The fear was contagious; Marie sank to the ground, trembling like a leaf, and, in her fall, dragged Mollie with her. There they lay, frightened, and with chattering teeth.
“Come, young ladies,” brusquely said the doctor, “there is nothing to be afraid of. Scared at a skeleton, eh? I thought you had more nerve,” to Mollie.
“But it was so sudden,” she gasped; “and it seems so terrible.”
“Well, there is nothing to fear,” as he assisted them to their feet.
“O Mollie! Let us go!” cried Marie.
“Stuff and nonsense!” broke in the doctor. “Let us fathom this mystery. We will go in.”
In the center of the chamber and on a high bier, covered with black velvet, which fell in great folds to the floor, lay a golden casket. It bore no ornamentation, save the beading of silver about its edges. Its top was of glass, and a wreath of the most exquisite flowers lay near the head. On the four corners of the great black pall were sprigs of immortelles, and at the head of the casket, a wreath of orange blossoms. The floor of the chamber was of slabs of white marble, skillfully laid and joined together.

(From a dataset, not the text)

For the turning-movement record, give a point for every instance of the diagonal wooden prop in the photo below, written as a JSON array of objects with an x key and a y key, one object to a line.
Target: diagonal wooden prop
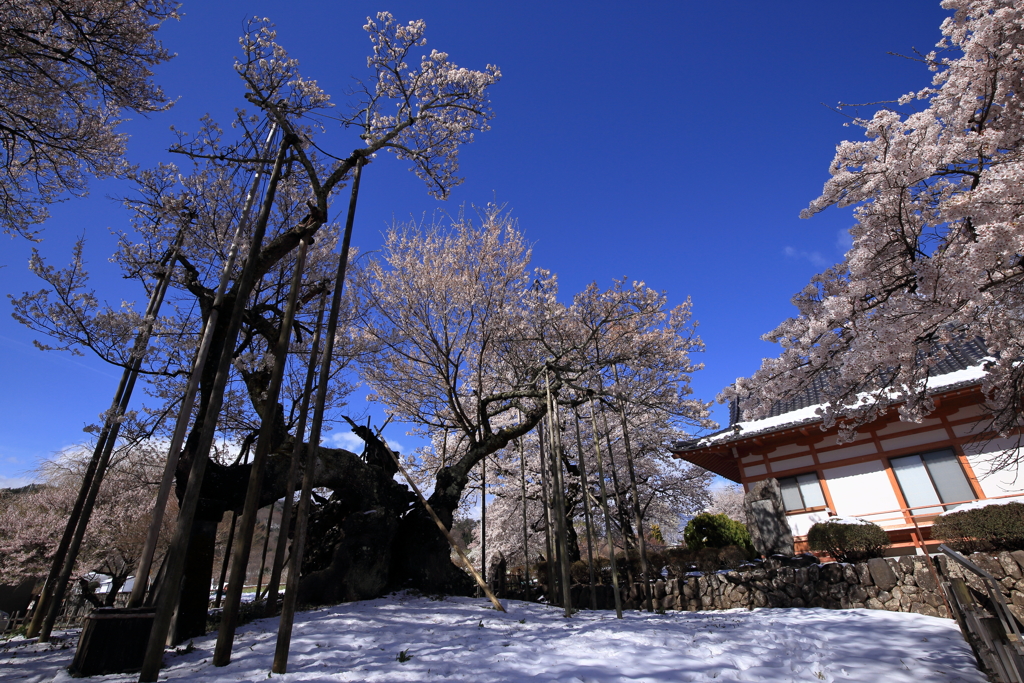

At the side of the room, upon a low couch, lay the skeleton of a human being; the grinning skull was turned upon one side, with its yawning, eyeless sockets turned toward the casket in the center of the chamber.
The garments which had been worn in life, still clung about the form, and showed it to have been a man. Upon a small table, at the head of the couch, stood a bronze lamp, from which the oil had long since passed into vapor; a paper lay by its side, and at the foot of the couch stood an iron box.